Can someone define the Law of Equivalence and state its limitations because of which I seem to find problems as I've mentioned above?

• Did you even try reading about this in a book? Which book did you refer to? Is there a particular paragraph in that book you didn't understand (and what specifically did you not understand)? Did you search the internet? Which websites have you browsed? Did you ask your teachers? Did they say something you didn't understand (or that you're unsure of what they said was correct)? – Berry Holmes May 24 '17 at 4:30
• You really need to show your efforts. What did you do before you came to us for help. What do you already know about the topic? If you take the trouble to ask a good question, we would be more than happy to help you. As of now, this question still is likely to be closed. – Berry Holmes May 24 '17 at 4:32
• That'll be a better way, you can always ask separate questions, asking too many questions in a single question is generally frowned upon. – Berry Holmes May 24 '17 at 5:39
• I honestly don't understand why people are clamoring to get this question closed as "Too Broad". We have plenty of other posts here on Chem.SE that are pretty broad (but don't get closed). @Mathbg Why don't you try asking around at The Periodic Table chat room? You might find someone willing to help ;) chat.stackexchange.com/rooms/3229/the-periodic-table – paracetamol May 24 '17 at 15:34
• @paracetamol Thanks a lot.. Hope that helps or maybe I'll get it clear from my teacher – Mathejunior May 24 '17 at 15:36

Basically the law of equivalence wants you to balance the equivalents that are involved in your reaction. I'd like you to view you reactions in two parts, the oxidation and reduction halves. I see:

\begin{align} \ce{I- -> I2} \tag{oxidation} \\ \ce{IO3- -> I2}\tag{reduction} \end{align}

In other words, we've just discovered a (reverse disproportionation?) comproportionation reaction. The change in the oxidation state of iodine in the oxidation part is $-1 \to 0$ ($\Delta_{o.s.} = 1$) and for the reduction half it's $+5 \to 0$ ($\Delta_{o.s.} = 5$). So far so good.

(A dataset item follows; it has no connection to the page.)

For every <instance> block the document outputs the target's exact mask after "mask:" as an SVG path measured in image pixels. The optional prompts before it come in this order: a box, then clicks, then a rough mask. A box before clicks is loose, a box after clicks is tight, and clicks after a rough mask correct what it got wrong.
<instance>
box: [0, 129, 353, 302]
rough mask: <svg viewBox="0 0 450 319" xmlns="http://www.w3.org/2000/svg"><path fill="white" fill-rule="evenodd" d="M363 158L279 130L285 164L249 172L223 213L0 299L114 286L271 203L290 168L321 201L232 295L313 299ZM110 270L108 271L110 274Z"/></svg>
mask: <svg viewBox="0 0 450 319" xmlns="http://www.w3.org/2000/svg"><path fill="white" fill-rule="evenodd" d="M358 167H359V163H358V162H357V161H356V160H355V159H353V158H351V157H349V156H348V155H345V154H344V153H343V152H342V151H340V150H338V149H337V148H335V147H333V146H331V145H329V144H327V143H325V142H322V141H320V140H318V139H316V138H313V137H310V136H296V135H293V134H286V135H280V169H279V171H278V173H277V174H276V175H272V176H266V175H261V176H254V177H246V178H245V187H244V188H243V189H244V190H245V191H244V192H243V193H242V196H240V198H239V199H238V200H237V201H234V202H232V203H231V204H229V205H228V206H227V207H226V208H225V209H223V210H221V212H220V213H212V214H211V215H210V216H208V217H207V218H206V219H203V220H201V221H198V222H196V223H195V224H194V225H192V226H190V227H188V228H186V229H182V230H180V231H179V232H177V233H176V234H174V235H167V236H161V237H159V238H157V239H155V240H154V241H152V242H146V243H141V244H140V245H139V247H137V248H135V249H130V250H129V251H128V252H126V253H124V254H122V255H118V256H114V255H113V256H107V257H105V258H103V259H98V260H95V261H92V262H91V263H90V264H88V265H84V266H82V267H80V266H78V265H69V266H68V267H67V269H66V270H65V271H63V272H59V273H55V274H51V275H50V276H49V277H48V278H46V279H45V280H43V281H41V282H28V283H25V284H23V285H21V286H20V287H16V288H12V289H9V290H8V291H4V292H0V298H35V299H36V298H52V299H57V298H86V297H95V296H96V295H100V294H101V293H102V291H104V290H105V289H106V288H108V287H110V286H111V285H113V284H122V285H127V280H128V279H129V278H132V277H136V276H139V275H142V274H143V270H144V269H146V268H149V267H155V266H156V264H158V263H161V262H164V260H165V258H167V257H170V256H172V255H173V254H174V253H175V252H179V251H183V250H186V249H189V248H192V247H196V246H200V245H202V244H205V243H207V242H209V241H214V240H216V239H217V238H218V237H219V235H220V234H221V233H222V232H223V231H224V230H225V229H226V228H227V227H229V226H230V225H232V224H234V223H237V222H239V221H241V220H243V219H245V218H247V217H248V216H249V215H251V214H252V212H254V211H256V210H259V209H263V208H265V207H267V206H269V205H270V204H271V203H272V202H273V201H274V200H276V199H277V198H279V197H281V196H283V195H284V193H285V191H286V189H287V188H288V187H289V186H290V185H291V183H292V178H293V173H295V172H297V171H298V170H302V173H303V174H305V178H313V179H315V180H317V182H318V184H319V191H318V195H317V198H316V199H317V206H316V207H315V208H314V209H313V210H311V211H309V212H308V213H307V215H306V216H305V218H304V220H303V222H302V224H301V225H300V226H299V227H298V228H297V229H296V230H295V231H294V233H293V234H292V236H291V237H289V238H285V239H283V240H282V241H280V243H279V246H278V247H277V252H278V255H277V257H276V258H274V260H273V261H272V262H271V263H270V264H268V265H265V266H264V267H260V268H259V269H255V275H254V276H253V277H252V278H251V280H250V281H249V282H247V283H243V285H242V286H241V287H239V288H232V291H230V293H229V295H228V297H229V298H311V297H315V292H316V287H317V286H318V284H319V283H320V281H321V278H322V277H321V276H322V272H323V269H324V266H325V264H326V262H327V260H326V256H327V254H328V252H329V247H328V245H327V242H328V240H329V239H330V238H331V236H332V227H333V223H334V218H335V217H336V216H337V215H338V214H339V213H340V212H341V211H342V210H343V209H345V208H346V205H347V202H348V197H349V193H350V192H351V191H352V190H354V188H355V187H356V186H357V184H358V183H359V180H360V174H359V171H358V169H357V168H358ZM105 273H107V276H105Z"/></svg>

Usually, the questioner would provide you with the number of moles of each species and you're done with number of moles times the n-factor. Nevertheless, let's try to give it a shot. I'm balancing this equation:

$$\ce{1KIO3 + 5KI + 3H2SO4 \to 3I2 + 3K2SO4 + 3H2O}$$

This means for $1$ mole of $\ce{KIO3}$ to react, you'll need $5$ moles of $\ce{KI}$. As this is a proportion, converting it to an absolute value, I'd say you've $1n$ moles of $\ce{KIO3}$ and $5n$ moles of $\ce{KI}$.

So if I try to equate the gram-equivalents, I'll have $1n \times 5 = 5n \times 1$. In other words, $\text{Eq.}_{\ce{KIO3}} = \text{Eq.}_{\ce{KI}}$

I've heard that the law of chemical equivalence states that the gram equivalence of each of the reactants equals the gram equivalence of each of the products.

Law of equivalence is even more fun, for a balanced chemical reaction:

$$\ce{aA + bB -> cC + dD}$$

Equivalents of every species will be equal. Mathematically,

Equivalents of A = Equivalents of B = Equivalents of C = Equivalents of D

will hold.

Why aren't the gram equivalents of $\ce{H2SO4}$ equal to that of water?

You need to strip your equation of the spectating species. For instance $\ce{H2SO4}$ is primarily here because it acts as a medium-provider, it makes the solution acidic. Neither $\ce{SO4^2-}$ nor $\ce{H+}$ underwent any oxidation/reduction so applying the equivalent concept makes no sense in this case.